2. The system of claim 1 further comprising a slot for positioning the front rolling member closer to or further from the rear rolling member.

3. The system of claim 1 wherein the front rolling member or the rear rolling member is a wheel.

4. The system of claim 1 wherein the front rolling member is a plurality of spaced apart wheels in a side-by-side arrangement on one side of the chassis.

5. The system of claim 1 further comprising a hitch tube coupled to the chassis.

6. The system of claim 1 further comprising a caster coupled to the chassis for maintaining the front rolling member above the surface.

7. The system of claim 6 wherein the caster is telescopic for adjusting the height of the front rolling member above the surface.

8. The system of claim 1 further comprising a first motor for driving the rear rolling member.

9. A system comprising:

a rear wheel configured for rolling contact with a surface;

a front wheel in direct contact with the rear rolling member and the front rolling member configured to contact and roll or unroll a rolled object by rotating in an opposite direction to the rear wheel and the front wheel configured to be elevated above the surface during use;

a chassis coupling the rear rolling member to the front rolling member;

a handle coupled to the chassis; and

a motor configured to drive the rear wheels.

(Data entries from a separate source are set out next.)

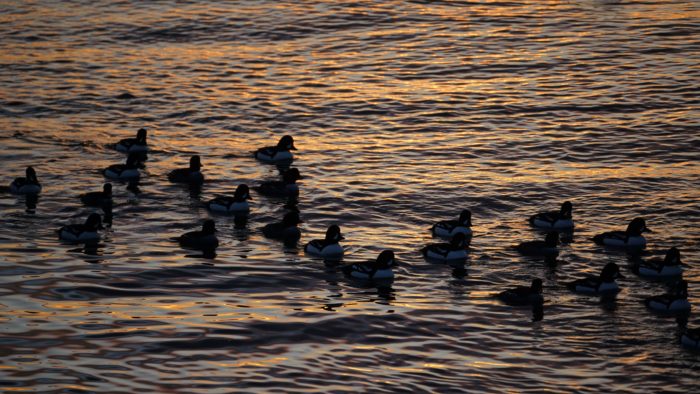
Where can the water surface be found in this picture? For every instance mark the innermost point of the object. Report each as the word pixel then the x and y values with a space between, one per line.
pixel 404 113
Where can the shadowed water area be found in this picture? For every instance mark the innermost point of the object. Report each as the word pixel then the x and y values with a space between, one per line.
pixel 404 113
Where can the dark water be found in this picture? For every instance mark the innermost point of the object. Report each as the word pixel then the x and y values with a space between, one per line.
pixel 404 113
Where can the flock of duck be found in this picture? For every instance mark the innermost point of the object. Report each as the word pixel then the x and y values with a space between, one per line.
pixel 458 232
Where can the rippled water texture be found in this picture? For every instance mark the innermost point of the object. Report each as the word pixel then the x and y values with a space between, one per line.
pixel 404 113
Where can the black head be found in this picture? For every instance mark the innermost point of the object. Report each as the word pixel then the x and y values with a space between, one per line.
pixel 673 257
pixel 566 209
pixel 637 226
pixel 93 222
pixel 208 227
pixel 459 241
pixel 195 163
pixel 30 174
pixel 385 259
pixel 551 239
pixel 242 192
pixel 291 175
pixel 286 143
pixel 465 217
pixel 610 272
pixel 333 233
pixel 141 135
pixel 291 219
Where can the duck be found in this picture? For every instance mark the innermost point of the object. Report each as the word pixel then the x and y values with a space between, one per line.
pixel 381 268
pixel 236 204
pixel 602 284
pixel 86 232
pixel 279 153
pixel 670 266
pixel 203 239
pixel 554 220
pixel 632 237
pixel 675 300
pixel 98 199
pixel 286 230
pixel 455 250
pixel 548 247
pixel 29 184
pixel 690 338
pixel 327 247
pixel 523 295
pixel 138 144
pixel 129 170
pixel 449 228
pixel 191 174
pixel 285 188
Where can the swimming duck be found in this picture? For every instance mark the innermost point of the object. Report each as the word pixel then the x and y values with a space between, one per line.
pixel 691 338
pixel 554 220
pixel 548 247
pixel 328 247
pixel 523 295
pixel 191 175
pixel 98 199
pixel 455 250
pixel 236 204
pixel 284 188
pixel 138 144
pixel 279 153
pixel 82 232
pixel 605 283
pixel 286 230
pixel 29 184
pixel 204 239
pixel 632 237
pixel 668 267
pixel 675 300
pixel 448 228
pixel 129 170
pixel 377 269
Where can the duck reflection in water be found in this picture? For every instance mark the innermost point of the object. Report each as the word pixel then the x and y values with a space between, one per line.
pixel 31 201
pixel 530 296
pixel 204 240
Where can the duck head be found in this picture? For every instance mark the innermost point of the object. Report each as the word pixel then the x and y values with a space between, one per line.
pixel 195 163
pixel 141 136
pixel 242 193
pixel 465 218
pixel 536 286
pixel 30 174
pixel 385 259
pixel 673 257
pixel 566 208
pixel 333 233
pixel 286 143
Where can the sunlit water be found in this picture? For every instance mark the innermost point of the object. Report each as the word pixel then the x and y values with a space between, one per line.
pixel 404 113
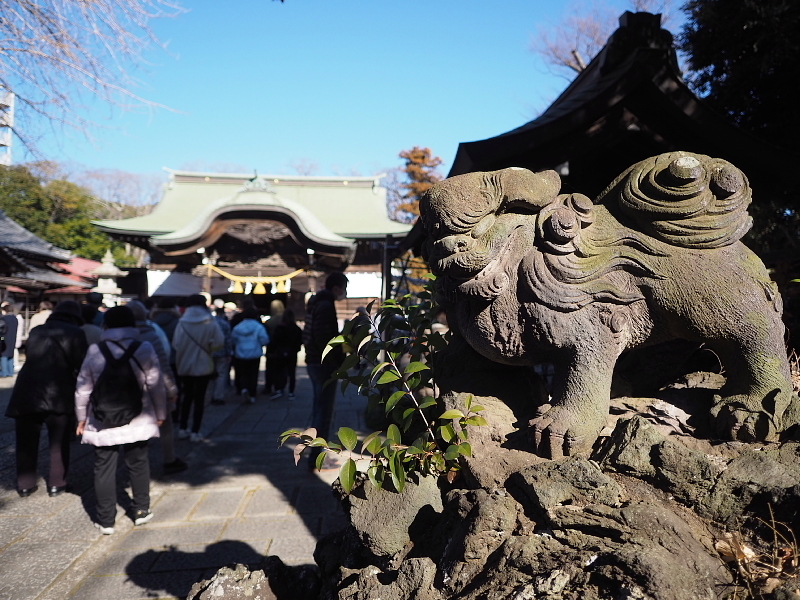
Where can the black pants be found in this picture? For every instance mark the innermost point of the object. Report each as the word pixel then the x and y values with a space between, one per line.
pixel 247 370
pixel 194 395
pixel 291 372
pixel 105 480
pixel 28 429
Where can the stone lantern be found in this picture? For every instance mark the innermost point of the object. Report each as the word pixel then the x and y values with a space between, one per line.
pixel 107 274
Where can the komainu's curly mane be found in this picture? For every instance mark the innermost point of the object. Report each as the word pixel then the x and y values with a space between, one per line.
pixel 681 199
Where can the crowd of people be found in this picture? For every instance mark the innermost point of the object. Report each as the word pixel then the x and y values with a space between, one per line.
pixel 122 376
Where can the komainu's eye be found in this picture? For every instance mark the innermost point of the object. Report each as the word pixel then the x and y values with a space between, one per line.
pixel 483 225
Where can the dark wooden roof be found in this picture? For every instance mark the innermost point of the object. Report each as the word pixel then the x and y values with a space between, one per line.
pixel 628 104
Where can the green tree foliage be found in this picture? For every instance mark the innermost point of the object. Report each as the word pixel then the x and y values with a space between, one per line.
pixel 391 358
pixel 742 56
pixel 58 211
pixel 411 181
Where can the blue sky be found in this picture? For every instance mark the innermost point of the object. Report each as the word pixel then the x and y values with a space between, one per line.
pixel 343 84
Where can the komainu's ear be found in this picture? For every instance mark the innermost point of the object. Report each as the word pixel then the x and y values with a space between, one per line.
pixel 526 188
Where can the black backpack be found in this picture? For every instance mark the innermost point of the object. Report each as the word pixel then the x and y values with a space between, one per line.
pixel 117 396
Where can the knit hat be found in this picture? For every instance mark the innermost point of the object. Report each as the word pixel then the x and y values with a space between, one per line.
pixel 69 307
pixel 139 310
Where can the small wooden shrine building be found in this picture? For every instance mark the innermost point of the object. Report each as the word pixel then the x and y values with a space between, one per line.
pixel 629 103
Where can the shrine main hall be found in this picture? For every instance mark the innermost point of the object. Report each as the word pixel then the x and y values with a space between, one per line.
pixel 261 235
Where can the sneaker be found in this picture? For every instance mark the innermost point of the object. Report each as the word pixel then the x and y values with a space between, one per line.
pixel 104 530
pixel 328 464
pixel 176 466
pixel 140 517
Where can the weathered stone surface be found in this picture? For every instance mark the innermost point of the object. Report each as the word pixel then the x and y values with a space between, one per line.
pixel 238 583
pixel 272 581
pixel 574 481
pixel 529 275
pixel 637 448
pixel 383 518
pixel 412 581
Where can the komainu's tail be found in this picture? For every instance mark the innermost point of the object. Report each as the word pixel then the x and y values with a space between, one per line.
pixel 685 199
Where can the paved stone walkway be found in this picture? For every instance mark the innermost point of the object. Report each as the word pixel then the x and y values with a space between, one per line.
pixel 240 499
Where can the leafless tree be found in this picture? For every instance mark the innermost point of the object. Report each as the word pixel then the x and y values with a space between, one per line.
pixel 568 46
pixel 55 55
pixel 121 194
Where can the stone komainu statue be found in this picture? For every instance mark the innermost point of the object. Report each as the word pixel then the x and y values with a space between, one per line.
pixel 530 275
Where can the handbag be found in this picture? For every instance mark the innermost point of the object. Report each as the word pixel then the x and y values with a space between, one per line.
pixel 213 374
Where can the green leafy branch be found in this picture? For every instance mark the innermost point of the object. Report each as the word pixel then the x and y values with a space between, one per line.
pixel 389 356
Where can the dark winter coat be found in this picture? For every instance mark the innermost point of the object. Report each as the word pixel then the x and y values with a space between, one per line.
pixel 287 341
pixel 10 335
pixel 321 326
pixel 54 353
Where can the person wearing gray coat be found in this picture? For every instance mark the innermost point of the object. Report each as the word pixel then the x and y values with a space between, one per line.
pixel 196 339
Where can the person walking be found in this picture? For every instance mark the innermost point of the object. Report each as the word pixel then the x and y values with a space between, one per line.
pixel 104 361
pixel 148 333
pixel 9 343
pixel 40 317
pixel 273 363
pixel 249 338
pixel 44 394
pixel 320 327
pixel 196 338
pixel 284 346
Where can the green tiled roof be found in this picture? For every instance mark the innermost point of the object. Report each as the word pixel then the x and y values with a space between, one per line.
pixel 350 207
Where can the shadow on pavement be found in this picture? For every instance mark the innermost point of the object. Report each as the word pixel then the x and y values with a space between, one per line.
pixel 152 569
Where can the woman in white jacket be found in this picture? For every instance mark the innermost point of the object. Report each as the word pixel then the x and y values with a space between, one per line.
pixel 196 338
pixel 132 438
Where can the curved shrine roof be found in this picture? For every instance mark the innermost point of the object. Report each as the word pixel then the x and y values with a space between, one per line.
pixel 330 210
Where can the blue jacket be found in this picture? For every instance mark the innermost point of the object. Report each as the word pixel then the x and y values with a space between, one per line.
pixel 249 338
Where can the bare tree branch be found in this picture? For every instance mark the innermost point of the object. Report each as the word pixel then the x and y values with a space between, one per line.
pixel 568 46
pixel 56 54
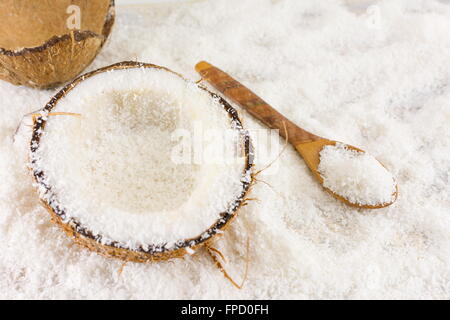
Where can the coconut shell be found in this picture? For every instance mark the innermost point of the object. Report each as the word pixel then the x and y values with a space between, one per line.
pixel 37 48
pixel 84 237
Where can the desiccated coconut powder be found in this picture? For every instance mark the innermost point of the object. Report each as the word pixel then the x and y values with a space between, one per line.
pixel 379 80
pixel 356 176
pixel 113 168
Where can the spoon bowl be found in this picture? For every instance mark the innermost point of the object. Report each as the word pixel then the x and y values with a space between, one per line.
pixel 308 145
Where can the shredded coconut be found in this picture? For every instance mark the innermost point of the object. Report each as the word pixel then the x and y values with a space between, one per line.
pixel 356 176
pixel 112 167
pixel 381 83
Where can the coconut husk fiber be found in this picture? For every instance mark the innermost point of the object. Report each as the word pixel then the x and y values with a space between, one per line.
pixel 152 252
pixel 37 48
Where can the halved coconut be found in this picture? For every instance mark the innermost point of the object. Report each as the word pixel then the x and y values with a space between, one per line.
pixel 46 43
pixel 135 162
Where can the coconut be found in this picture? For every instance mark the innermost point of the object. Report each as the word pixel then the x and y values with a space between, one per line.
pixel 46 43
pixel 106 158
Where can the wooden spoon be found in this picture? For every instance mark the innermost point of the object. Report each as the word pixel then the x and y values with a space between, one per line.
pixel 307 144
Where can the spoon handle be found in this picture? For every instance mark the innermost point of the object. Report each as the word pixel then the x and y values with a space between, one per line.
pixel 257 107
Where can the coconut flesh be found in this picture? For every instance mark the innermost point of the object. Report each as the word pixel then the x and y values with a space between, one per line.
pixel 46 43
pixel 127 171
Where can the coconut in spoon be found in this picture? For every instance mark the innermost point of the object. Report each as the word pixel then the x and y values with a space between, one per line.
pixel 348 173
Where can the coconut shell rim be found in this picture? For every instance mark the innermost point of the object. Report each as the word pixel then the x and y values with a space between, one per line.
pixel 77 35
pixel 83 236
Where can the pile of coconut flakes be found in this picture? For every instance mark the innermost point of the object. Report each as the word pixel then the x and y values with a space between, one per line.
pixel 376 78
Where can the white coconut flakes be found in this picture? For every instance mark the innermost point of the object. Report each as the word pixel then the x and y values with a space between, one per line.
pixel 113 168
pixel 356 176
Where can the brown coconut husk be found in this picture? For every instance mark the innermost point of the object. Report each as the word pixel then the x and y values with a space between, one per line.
pixel 36 47
pixel 84 237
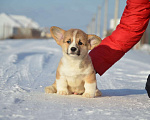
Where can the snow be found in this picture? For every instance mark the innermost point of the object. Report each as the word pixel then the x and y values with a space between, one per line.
pixel 28 66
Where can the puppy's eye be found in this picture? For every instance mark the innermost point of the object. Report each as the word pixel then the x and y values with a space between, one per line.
pixel 69 41
pixel 80 43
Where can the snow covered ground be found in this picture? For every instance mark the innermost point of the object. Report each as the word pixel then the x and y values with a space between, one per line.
pixel 27 66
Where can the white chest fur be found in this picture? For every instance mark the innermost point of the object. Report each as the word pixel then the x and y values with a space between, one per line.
pixel 75 70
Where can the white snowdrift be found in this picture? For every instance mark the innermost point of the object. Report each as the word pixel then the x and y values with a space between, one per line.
pixel 27 66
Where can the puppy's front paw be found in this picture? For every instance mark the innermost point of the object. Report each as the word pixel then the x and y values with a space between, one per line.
pixel 88 95
pixel 50 89
pixel 98 93
pixel 65 92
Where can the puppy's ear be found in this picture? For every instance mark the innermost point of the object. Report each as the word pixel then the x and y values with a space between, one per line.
pixel 93 41
pixel 57 34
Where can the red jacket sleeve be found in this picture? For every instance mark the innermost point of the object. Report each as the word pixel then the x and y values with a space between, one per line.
pixel 133 24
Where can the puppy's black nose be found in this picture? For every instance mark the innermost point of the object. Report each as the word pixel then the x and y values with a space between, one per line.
pixel 73 49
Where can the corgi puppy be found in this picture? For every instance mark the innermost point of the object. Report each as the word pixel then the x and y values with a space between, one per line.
pixel 75 73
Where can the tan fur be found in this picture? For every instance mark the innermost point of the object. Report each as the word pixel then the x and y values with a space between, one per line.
pixel 75 72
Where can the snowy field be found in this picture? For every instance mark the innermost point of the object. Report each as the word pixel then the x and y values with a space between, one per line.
pixel 28 66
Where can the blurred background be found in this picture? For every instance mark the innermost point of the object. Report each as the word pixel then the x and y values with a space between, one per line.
pixel 27 19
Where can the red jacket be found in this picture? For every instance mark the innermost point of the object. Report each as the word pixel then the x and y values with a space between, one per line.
pixel 133 24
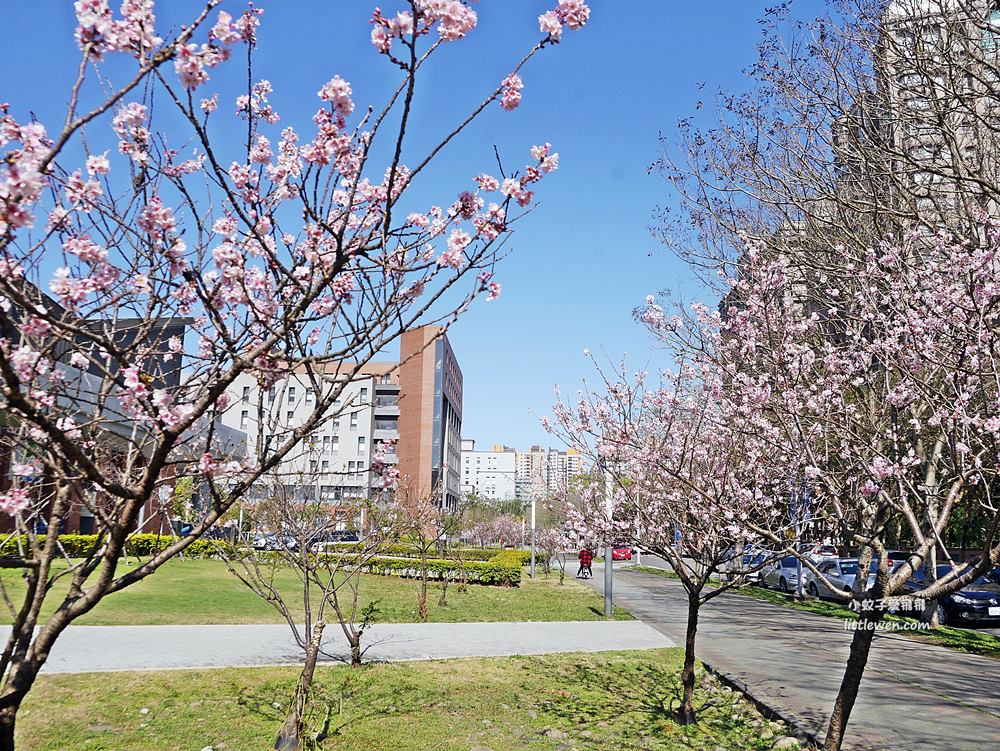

10. The system of claim 9 wherein the handle is attached to the chassis with a hinge.

11. The system of claim 9 wherein the handle includes a control panel for controlling the motor.

12. The system of claim 9 wherein handle is angled away from the chassis to provide leverage for lifting the front wheel higher.

13. The system of claim 9 wherein the front wheel is configured to contact the rolled object at a horizontal midline of the rolled object.

14. The system of claim 13 wherein the horizontal midline is four inches above the surface.

15. The system of claim 13 further comprising a caster that is telescopic for adjusting the front wheel to the midline of the rolled object.

16. The system of claim 9 wherein the diameter of rear wheel is larger than a diameter of the front wheel.

17. The system of claim 9 further comprising a cover that spans a front end and rear end of the chassis.